The move is aimed at turning ground-breaking scientific discoveries into new medicines more quickly

Federal Minister for Health Greg Hunt and Victorian Minister for Health Jenny Mikakos today opened the new $75 million NDDC centre at the Walter and Eliza Hall Institute of Medical Research.

The centre was built with $25 million from the Federal Government, $18 million from the Victorian Government and $32 million from the Walter and Eliza Hall Institute.

The robotics equipment is expected to enable researchers to screen hundreds of thousands of chemicals and rapidly identify which ones can alter processes in the body implicated by a disease or condition.

The Federal Government will subsidise 90% of the screening cost through the Medical Research Future Fund, reducing the cost from more than $300,000 to around $30,000 to $45,000.

The Victorian Government’s investment helped expand the centre to provide researchers with access to additional world-class drug discovery equipment.

The first two recipients of the Federal Government subsidy will be projects to find new medicines for cancer immunotherapy and type 2 diabetes.

Professor Matthias Ernst from the Olivia Newton-John Cancer Research Institute aims to uncover how to make cancer tumours less visible to the immune system and enhance the effect of anti-tumour immune therapies.
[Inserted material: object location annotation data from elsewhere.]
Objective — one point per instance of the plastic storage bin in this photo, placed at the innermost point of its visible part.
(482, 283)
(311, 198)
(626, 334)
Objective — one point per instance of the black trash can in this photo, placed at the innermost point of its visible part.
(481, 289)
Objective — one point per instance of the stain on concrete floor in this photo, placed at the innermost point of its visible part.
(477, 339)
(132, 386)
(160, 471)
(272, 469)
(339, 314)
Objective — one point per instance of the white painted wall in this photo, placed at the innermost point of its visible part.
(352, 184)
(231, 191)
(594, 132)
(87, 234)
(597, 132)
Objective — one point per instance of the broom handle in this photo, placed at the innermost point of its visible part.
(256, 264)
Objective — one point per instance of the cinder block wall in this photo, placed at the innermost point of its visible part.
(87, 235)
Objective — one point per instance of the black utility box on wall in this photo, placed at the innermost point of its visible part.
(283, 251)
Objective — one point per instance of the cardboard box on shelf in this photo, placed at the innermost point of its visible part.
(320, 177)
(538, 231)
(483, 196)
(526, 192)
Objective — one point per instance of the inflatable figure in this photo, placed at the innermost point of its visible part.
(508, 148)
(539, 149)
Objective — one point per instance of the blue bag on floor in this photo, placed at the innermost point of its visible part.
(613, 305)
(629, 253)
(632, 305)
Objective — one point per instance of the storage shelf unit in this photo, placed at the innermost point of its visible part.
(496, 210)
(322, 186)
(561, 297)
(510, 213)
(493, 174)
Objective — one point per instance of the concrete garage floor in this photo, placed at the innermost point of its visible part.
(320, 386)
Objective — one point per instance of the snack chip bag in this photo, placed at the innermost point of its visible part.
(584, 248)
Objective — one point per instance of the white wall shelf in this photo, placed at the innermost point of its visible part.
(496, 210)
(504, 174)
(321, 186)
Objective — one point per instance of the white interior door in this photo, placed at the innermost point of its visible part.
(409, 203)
Associate Professor Anthony Don from the Centenary Institute aims to develop new drugs that reverse systemic insulin resistance that causes type 2 diabetes, without the side effect of weight gain commonly associated with most current drugs.

Round two applications for subsidised access to the NDDC close on 23 March. There will be two funding rounds per year with increasing capacity until 2022.

 “This centre will allow medical researchers to fast-track the development of new drugs to treat common and rare diseases, improving the quality of life for many Australians,” said Federal Minister for Health, Greg Hunt.

“Our governments have worked together to establish this centre which is the first of its kind in Australia.”

“This will be a game changer for Victoria’s world-class researchers who now have the equipment they need to turn their biomedical discoveries into new medicines – bringing life-saving treatments to patients, sooner,” said Victorian Health Minister Jenny Mikakos.

“It will combine specialist expertise with cutting-edge technology right here in Melbourne – and is also accessible to researchers from around Australia.”